Orchestrator (Adaptive Routing)
Ghostclaw includes an orchestrator plugin that intelligently selects which analysis adapters to run based on the repository's characteristics and historical performance. This reduces analysis time by 30-60% and produces cleaner, more relevant reports.
Installation
The orchestrator is an optional component. Install it via:
# Install with ghostclaw core (includes ghost-orchestrator as optional dependency)
pip install "ghostclaw[orchestrator]"
# Or install the orchestrator plugin separately
pip install ghost-orchestrator
Enabling
Enable orchestrator mode via CLI flag or config:
# CLI
ghostclaw /path/to/repo --orchestrate
# Config file (~/.ghostclaw/ghostclaw.json or repo-local)
{
"orchestrate": true
}
LLM-Based Planning (Optional)
Orchestrator can use an LLM to generate adaptive analysis plans. To enable:
# Set AI provider and API key (OpenRouter recommended)
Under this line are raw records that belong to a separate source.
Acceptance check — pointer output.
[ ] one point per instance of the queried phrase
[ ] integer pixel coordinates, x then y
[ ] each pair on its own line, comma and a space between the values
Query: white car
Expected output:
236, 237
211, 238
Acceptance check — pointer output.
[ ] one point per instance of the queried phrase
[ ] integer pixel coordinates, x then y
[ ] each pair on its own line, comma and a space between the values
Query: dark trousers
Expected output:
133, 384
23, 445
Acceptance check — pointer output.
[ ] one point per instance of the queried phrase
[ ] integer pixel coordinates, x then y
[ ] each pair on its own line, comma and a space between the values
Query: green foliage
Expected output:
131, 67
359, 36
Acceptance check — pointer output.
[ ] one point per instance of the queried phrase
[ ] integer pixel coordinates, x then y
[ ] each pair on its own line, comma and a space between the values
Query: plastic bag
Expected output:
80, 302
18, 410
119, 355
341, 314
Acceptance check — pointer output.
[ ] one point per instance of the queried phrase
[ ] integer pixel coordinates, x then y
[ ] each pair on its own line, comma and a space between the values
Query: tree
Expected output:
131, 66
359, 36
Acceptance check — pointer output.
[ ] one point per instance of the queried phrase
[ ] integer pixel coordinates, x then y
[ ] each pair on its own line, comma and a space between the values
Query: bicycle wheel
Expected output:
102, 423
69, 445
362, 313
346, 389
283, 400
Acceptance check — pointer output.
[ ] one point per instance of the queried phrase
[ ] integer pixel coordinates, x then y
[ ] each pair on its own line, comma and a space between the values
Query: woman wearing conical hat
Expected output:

export OPENROUTER_API_KEY="your-key"
ghostclaw /path/to/repo --orchestrate --orchestrate-llm --ai-provider openrouter --ai-model anthropic/claude-3.5-sonnet
# Or via config
{
"orchestrate": true,
"orchestrator": {
"use_llm": true,
"llm_model": "openrouter/anthropic/claude-3.5-sonnet"
}
}
Note: LLM planning requires network access and may incur costs. Use --dry-run to preview prompts.
New v0.2.4 Flags
--orchestrate-verbose— Print detailed planning information (selected plugins, weights, reasoning).--orchestrate-cache-dir <path>— Specify a custom directory for plan caching (default:.ghostclaw/orchestrator_cache/).--orchestrate-history-len <N>— Number of past analysis runs to consider for vector similarity (default: 20).--orchestrate-no-cache— Disable plan caching (useful for debugging or one-off runs).
Example:
ghostclaw . --orchestrate --orchestrate-verbose --orchestrate-cache-dir /tmp/orch-cache --orchestrate-history-len 50
Configuration Reference
{
// Top-level switch
"orchestrate": true,
// Nested orchestrator configuration
"orchestrator": {
// LLM Planning
"use_llm": false, // Enable LLM-based plan generation (default: false)
"llm_model": "openrouter/anthropic/claude-3-sonnet",
"llm_temperature": 0.7,
"max_tokens": 4096,
// Routing weights (sum to ~1.0, auto-normalized)
"vector_weight": 0.7, // Weight for QMD vector similarity
"heuristics_weight": 0.3, // Weight for rule-based heuristics
// Limits
"max_plugins": 8, // Maximum plugins to execute
"max_concurrent_plugins": 4, // Concurrency limit
// History & Caching
"plugin_history_lookback": 50, // How many past runs to consider (v0.2.4: override via --orchestrate-history-len)
"enable_plan_cache": true, // Enable/disable plan caching (v0.2.4: override via --orchestrate-no-cache)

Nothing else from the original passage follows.